For Labeled dimension, the coordinates attribute is an alias of labels attribute. For example,

>>> np.all(x2.coordinates == x2.labels)
True

In the above example, x2 is an instance of the Dimension class with labeled subtype.

Returns:

A Numpy array with labels along the dimension.

Raises:

AttributeError – For dimensions with subtype other than labeled.

period

Period of the dimension.

The default value of the period is infinity, i.e., the dimension is non-periodic.

Example

>>> print(x.period)
inf G
>>> x.period = '1 T'

To assign a dimension as non-periodic, one of the following may be used,

>>> x.period = "1/0 T"
>>> x.period = "infinity µT"
>>> x.period = "∞ G"

Attention

The physical quantity of the period must be consistent with other physical quantities specifying the dimension.

Returns:

A Quantity instance with the period of the dimension.

Raises:
  • AttributeError – For labeled dimensions.

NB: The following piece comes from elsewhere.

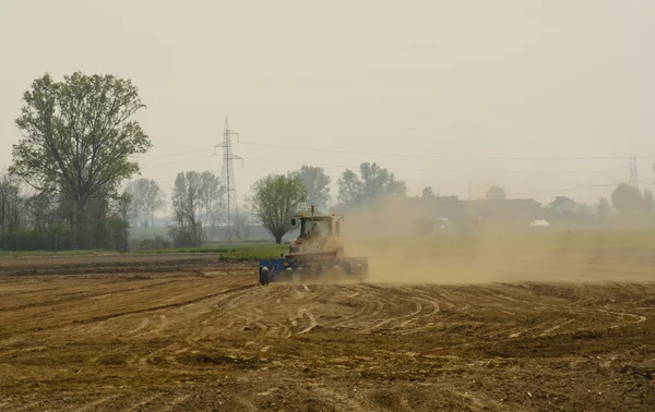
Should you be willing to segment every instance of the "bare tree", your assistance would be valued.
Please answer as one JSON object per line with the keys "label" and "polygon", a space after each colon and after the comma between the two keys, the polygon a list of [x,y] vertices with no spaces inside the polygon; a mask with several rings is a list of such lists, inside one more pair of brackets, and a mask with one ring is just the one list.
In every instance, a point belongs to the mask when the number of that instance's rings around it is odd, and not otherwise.
{"label": "bare tree", "polygon": [[128,217],[145,234],[155,225],[155,211],[166,207],[164,192],[153,179],[138,179],[128,183],[127,193],[131,197]]}
{"label": "bare tree", "polygon": [[178,173],[171,196],[175,225],[171,237],[176,245],[200,246],[206,225],[217,222],[223,186],[221,179],[209,171]]}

  • TypeError – When the assigned value is not a string containing a quantity or a Quantity object.

axis_label

Formatted string for displaying label along the dimension axis.

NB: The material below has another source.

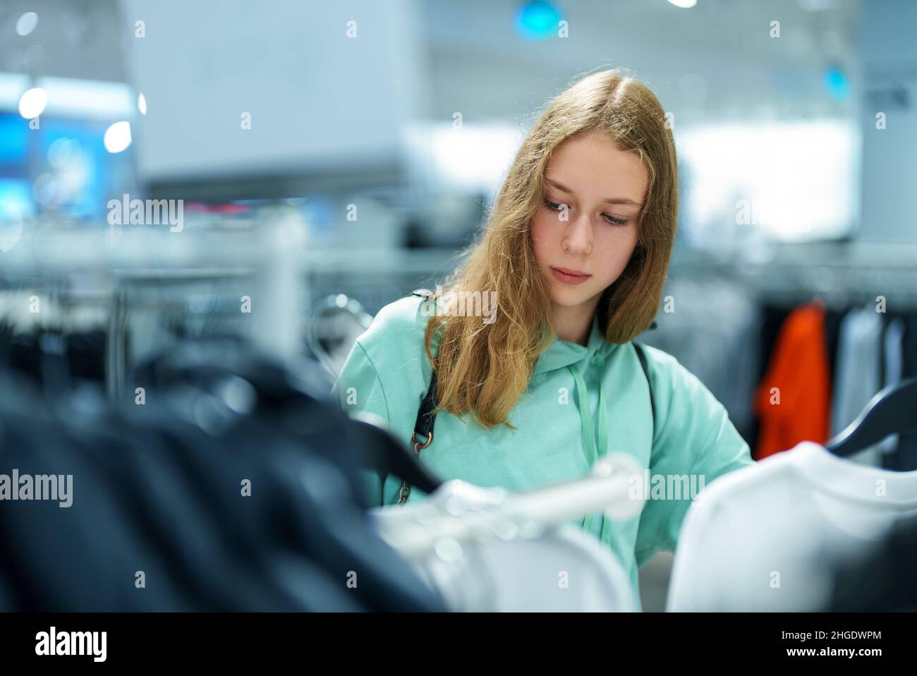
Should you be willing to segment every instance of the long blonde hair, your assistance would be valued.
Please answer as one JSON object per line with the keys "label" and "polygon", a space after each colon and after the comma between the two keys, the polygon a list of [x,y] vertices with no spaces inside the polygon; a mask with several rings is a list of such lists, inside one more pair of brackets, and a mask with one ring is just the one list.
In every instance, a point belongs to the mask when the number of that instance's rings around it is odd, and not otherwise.
{"label": "long blonde hair", "polygon": [[[516,153],[484,227],[442,284],[447,292],[495,292],[497,311],[490,324],[482,316],[442,315],[427,323],[424,345],[436,369],[437,411],[459,416],[470,411],[483,427],[515,429],[507,414],[555,333],[547,283],[529,235],[545,199],[545,168],[560,143],[596,129],[619,150],[638,153],[649,172],[637,246],[602,294],[600,327],[607,340],[626,343],[652,323],[675,240],[675,143],[655,94],[620,69],[603,71],[582,77],[548,104]],[[444,321],[434,355],[432,341]]]}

This attribute is not a part of the original core scientific dataset model, however, it is a convenient supplementary attribute that provides a formatted string ready for labeling dimension axes. For quantitative dimensions, this attributes returns a string, label / unit, if the label is a non-empty string, otherwise, quantity_name / unit. Here quantity_name and label are the attributes of the Dimension instances, and unit is the unit associated with the coordinates along the dimension. For examples,

>>> x.label
'field strength'
>>> x.axis_label
'field strength / (G)'

For labeled dimensions, this attribute returns label.

Returns:

A formatted string of label.

Raises:

AttributeError – When assigned a value.

data_structure

JSON serialized string describing the Dimension class instance.

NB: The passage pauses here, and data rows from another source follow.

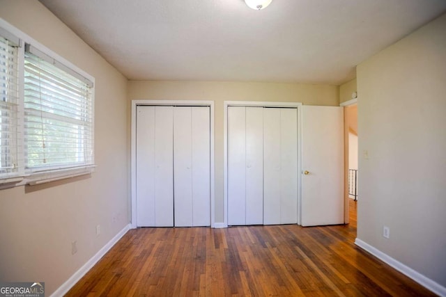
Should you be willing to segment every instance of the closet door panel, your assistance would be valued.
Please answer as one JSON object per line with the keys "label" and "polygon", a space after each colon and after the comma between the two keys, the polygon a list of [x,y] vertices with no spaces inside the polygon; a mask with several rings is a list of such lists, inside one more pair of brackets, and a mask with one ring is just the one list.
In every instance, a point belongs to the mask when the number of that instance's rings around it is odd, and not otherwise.
{"label": "closet door panel", "polygon": [[137,226],[155,226],[155,107],[137,107]]}
{"label": "closet door panel", "polygon": [[246,108],[246,225],[263,223],[263,108]]}
{"label": "closet door panel", "polygon": [[245,108],[228,106],[228,224],[246,225]]}
{"label": "closet door panel", "polygon": [[174,206],[176,227],[192,225],[192,108],[174,109]]}
{"label": "closet door panel", "polygon": [[155,106],[155,225],[173,227],[173,107]]}
{"label": "closet door panel", "polygon": [[298,223],[298,114],[295,109],[280,111],[280,223]]}
{"label": "closet door panel", "polygon": [[210,225],[210,114],[192,108],[192,225]]}
{"label": "closet door panel", "polygon": [[280,224],[280,109],[263,109],[263,224]]}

This supplementary attribute is useful for a quick preview of the dimension object. The attribute cannot be modified.

>>> print(x.data_structure)
{
  "type": "linear",
  "count": 10,
  "increment": "5.0 G",
  "coordinates_offset": "10.0 mT",
  "origin_offset": "10.0 T",
  "quantity_name": "magnetic flux density",
  "label": "field strength",
  "description": "This is a test",
  "reciprocal": {
    "quantity_name": "electrical mobility"
  }
}
Returns:

A json serialized string of the dimension object.

Raises:

AttributeError – When modified.

Method Documentation

to(unit='', equivalencies=None, update_attrs=False)[source]

Convert the coordinates along the dimension to the unit, unit.

This method is a wrapper of the to method from the Quantity class and is only valid for physical dimensions.

Example

>>> print(x.coordinates)
[100. 105. 110. 115. 120. 125. 130. 135. 140. 145.] G
>>> x.to('mT')
>>> print(x.coordinates)
[10.  10.5 11.  11.5 12.  12.5 13.  13.5 14.  14.5] mT
Parameters:
  • unit – A string containing a unit with the same dimensionality as the coordinates along the dimension.

  • equivalencies – Convert to equivalent units

  • update_attrs – Update attribute units if equivalencies is None.

Raises:

AttributeError – For labeled dimensions.

dict()[source]

Return Dimension object as a python dictionary.

Example

>>> x.dict() 
{'type': 'linear', 'description': 'This is a test', 'count': 10,
'increment': '5.0 G', 'coordinates_offset': '10.0 mT',
'origin_offset': '10.0 T', 'quantity_name': 'magnetic flux density',
'label': 'field strength'}
to_dict()[source]

Alias to the dict() method of the class.

is_quantitative()[source]

Return True if the dependent variable is quantitative.

Example

>>> x.is_quantitative()
True
copy()[source]

Return a copy of the Dimension object.

reciprocal_coordinates()[source]

Return reciprocal coordinates assuming Nyquist-Shannon theorem.

reciprocal_increment()[source]

Return reciprocal increment assuming Nyquist-Shannon theorem.